This post is part two of the blog post that answers the question “How much car insurance is enough?”
Compensation for Harm You Cause Others
Liability goes beyond just property damage. If there are other people involved in an accident you cause, you could have much more to pay for than a few car repairs. It does not matter if circumstances were beyond your control such as a patch of black ice or mechanical failure. What matters is that the accident happened and you may be the majority at fault in it. Injuries can cost many tens of thousands of dollars in medical bills and lost wages, not to mention emotional distress and loss of companionship. Add in the possibility of any punitive damages you face as an at-fault driver, and your financial responsibility for an accident can quickly soar.
Bodily injury liability insurance is designed to protect you against expensive lawsuits by paying for victim injuries up to the limits of your policy. You should choose your bodily injury liability limits carefully, though, since you will be responsible for paying out-of-pocket for any damages more than your limits. The State of Wisconsin has mandatory minimum liability limits, but we here at Thiel Insurance Group recommend that our clients purchase much higher limits to protect your income and assets against a major loss. When one considers the current cap for loss of companionship of $350,000 for an adult and $500,000 for a minor, carrying at least $500,000 of auto liability would seem prudent.
Split Limits vs. Combined Single Limit (CSL)
Your liability insurance could be in the form of a combined single limit (CSL) or split limit, depending on your insurer and your policy. A combined single limit is listed on your policy as a single coverage amount, such as 300 CSL; this means your policy will cover as much as $300,000 in total bodily injury damages per accident, whether that is for a single or multiple victims. A split limit is different, in that it limits the amount of coverage available to each, as well as per accident. Split limits is listed as two separate numbers, such as 250/500; this means the insurance company pays up to $500,000 for total bodily injury per accident, but only up to $250,000 per person who is injured.

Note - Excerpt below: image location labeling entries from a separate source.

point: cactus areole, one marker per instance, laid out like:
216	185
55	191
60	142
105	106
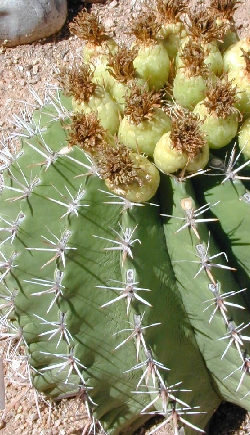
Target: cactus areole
125	249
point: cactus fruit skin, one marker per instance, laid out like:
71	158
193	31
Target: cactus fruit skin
83	265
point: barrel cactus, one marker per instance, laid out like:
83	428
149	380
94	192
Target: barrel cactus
125	228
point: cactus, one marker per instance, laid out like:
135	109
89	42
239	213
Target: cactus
128	285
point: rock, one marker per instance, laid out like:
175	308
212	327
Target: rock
24	21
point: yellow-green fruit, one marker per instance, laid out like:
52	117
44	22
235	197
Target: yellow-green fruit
200	161
218	131
166	157
152	64
135	191
241	80
244	138
142	137
233	57
213	57
107	109
188	89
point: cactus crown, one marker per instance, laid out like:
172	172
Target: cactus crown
123	267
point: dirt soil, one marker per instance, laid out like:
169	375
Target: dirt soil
25	72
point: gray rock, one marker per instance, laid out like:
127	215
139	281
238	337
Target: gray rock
24	21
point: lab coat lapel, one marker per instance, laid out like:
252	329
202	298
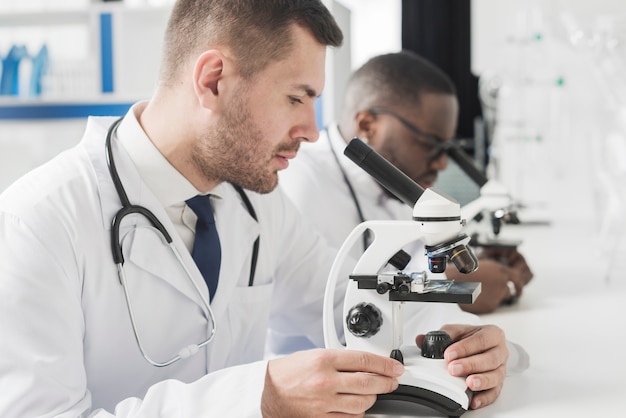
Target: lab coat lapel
237	231
139	243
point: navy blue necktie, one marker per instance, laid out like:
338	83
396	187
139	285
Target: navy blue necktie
207	252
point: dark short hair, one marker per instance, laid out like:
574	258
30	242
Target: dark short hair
395	79
257	32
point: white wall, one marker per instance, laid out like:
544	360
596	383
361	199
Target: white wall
561	67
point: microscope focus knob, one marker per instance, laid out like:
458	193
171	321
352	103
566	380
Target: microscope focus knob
364	320
435	343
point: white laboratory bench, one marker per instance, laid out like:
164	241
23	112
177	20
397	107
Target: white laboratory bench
572	322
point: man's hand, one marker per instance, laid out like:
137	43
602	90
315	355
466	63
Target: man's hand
496	268
324	382
480	354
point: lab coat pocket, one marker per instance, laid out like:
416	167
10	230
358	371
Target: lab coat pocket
247	316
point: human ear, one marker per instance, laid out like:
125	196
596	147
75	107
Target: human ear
207	75
365	124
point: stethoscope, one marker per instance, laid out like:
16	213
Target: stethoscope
118	258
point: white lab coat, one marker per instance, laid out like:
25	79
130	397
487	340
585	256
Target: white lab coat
67	347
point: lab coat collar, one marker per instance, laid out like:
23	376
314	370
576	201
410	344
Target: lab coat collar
168	184
236	228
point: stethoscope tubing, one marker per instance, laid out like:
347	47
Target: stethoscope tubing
118	258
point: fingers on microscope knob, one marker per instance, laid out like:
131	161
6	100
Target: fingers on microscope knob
435	343
396	354
364	320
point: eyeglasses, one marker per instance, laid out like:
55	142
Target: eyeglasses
435	146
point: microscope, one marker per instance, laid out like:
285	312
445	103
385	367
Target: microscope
375	296
494	200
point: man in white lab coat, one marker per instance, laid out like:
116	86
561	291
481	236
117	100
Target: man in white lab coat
234	102
406	109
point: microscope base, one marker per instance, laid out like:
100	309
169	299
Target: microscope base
426	398
427	382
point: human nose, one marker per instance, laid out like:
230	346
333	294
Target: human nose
308	130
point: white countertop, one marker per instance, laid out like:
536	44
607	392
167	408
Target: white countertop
572	322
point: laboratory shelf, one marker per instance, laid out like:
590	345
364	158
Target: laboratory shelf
61	110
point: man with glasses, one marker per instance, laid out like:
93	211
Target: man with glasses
406	109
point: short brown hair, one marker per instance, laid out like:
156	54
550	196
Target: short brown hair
256	31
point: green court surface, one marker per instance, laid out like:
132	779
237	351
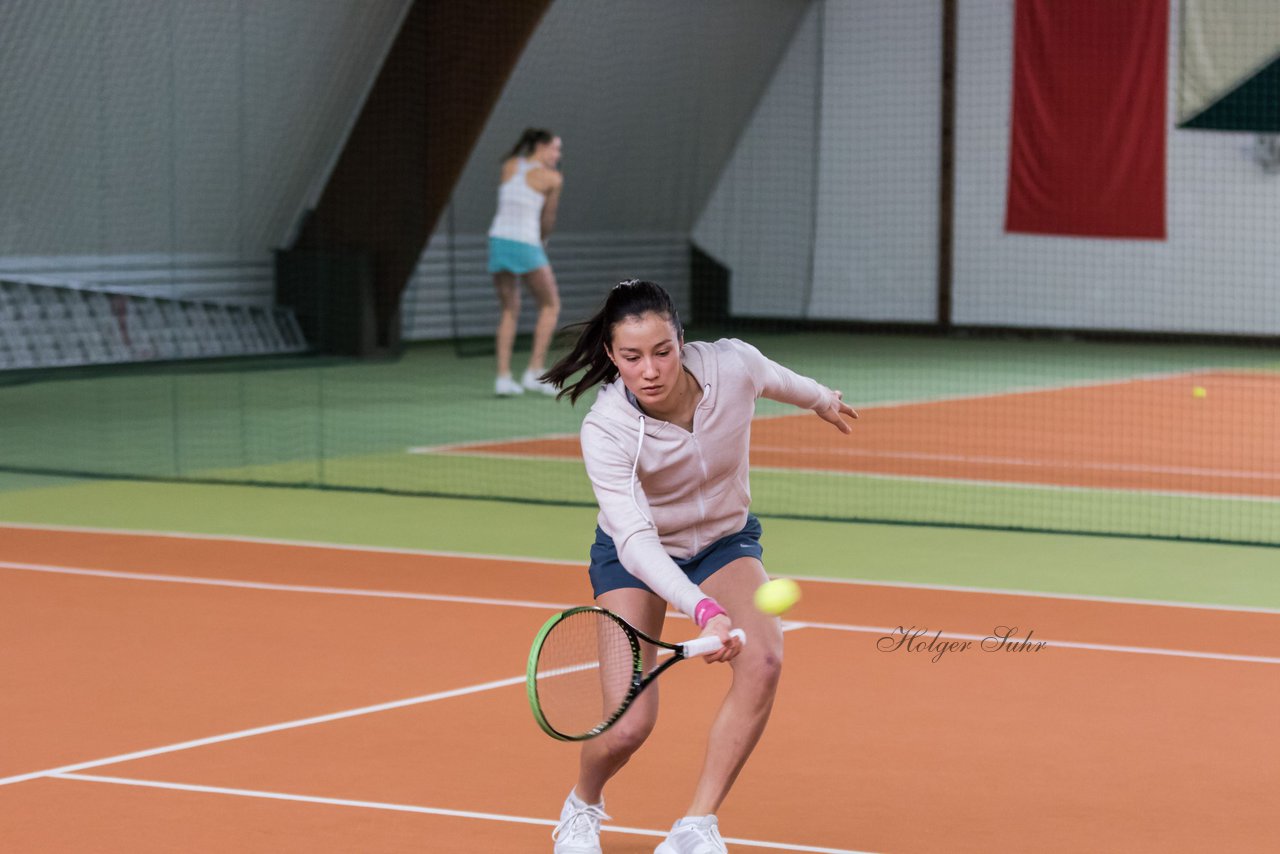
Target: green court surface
351	424
1073	565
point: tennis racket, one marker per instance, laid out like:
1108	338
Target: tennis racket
586	668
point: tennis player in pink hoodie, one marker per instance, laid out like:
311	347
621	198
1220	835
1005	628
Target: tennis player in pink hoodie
666	448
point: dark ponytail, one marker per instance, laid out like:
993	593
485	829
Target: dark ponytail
630	298
528	141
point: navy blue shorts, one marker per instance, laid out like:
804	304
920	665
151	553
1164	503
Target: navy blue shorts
608	574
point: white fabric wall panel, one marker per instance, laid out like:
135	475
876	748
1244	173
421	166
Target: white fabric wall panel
1215	273
759	219
876	249
174	129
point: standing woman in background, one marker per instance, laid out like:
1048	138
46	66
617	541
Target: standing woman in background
528	199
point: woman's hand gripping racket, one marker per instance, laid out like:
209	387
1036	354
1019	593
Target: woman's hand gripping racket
586	667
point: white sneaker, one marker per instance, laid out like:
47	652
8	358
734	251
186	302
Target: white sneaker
507	387
531	382
579	831
694	836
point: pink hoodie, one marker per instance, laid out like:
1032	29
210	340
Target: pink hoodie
686	489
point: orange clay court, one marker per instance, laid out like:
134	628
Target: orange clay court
237	695
1139	434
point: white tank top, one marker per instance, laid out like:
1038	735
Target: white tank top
520	208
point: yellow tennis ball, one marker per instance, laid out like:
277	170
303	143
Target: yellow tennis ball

Money to Protect You and Your Passengers against Uninsured or Underinsured Drivers
A lot of drivers here in Wisconsin get behind the wheel without insurance, despite laws requiring all motorists to have liability coverage. If you are injured by an uninsured driver or a motorist with too little insurance to cover your losses, how will you afford the medical care you may need, and your loss of income? Uninsured motorist (UI) and underinsured motorist (UIM) insurance each protect you and your passengers against at-fault drivers with insufficient coverage. Uninsured motorist insurance takes care of your injuries if a driver hits you with no insurance, and underinsured motorist takes care of any excess damages that remain after you exhaust the limits on an at-fault driver’s liability coverage.
Money to Help with the Smaller Things
Injuries and property damages are the big expenses in an accident, but there are several smaller expenses that can add up to big financial burdens, too. For example, medical co-pays and deductibles can cost hundreds or even thousands of dollars out-of-pocket in the days that follow an accident. Likewise, towing charges and rental car fees can tack on hundreds of dollars more, quickly depleting funds in your savings account. Most every car insurance policy includes the option of several ‘smaller’ coverage types to help minimize your financial burden after an accident or another covered event. From medical payments coverage to towing and rental car charge reimbursement, these small additions can add up to big savings. Be sure to review your specific situation and needs.
Beyond Car Insurance
Even if your car insurance includes the most coverage available to you, it still may not be enough. In extreme cases, such as accidents that result in a fatality or permanent disability, even a $500,000 liability limit might only cover a fraction of the total damages awarded to a victim. Instead of getting stuck with hundreds of thousands or even millions of dollars in excess damages, protect your income and assets with an umbrella policy. This coverage works by supplementing the primary liability coverage on your policy. Once you reach the maximum limits on your car insurance, umbrella insurance picks up where primary coverage left off, extending your liability protection by an additional $1 million or more. Considering the low cost of umbrella insurance and the extensive asset protection it offers, we recommend all drivers consider adding this coverage to their insurance portfolios.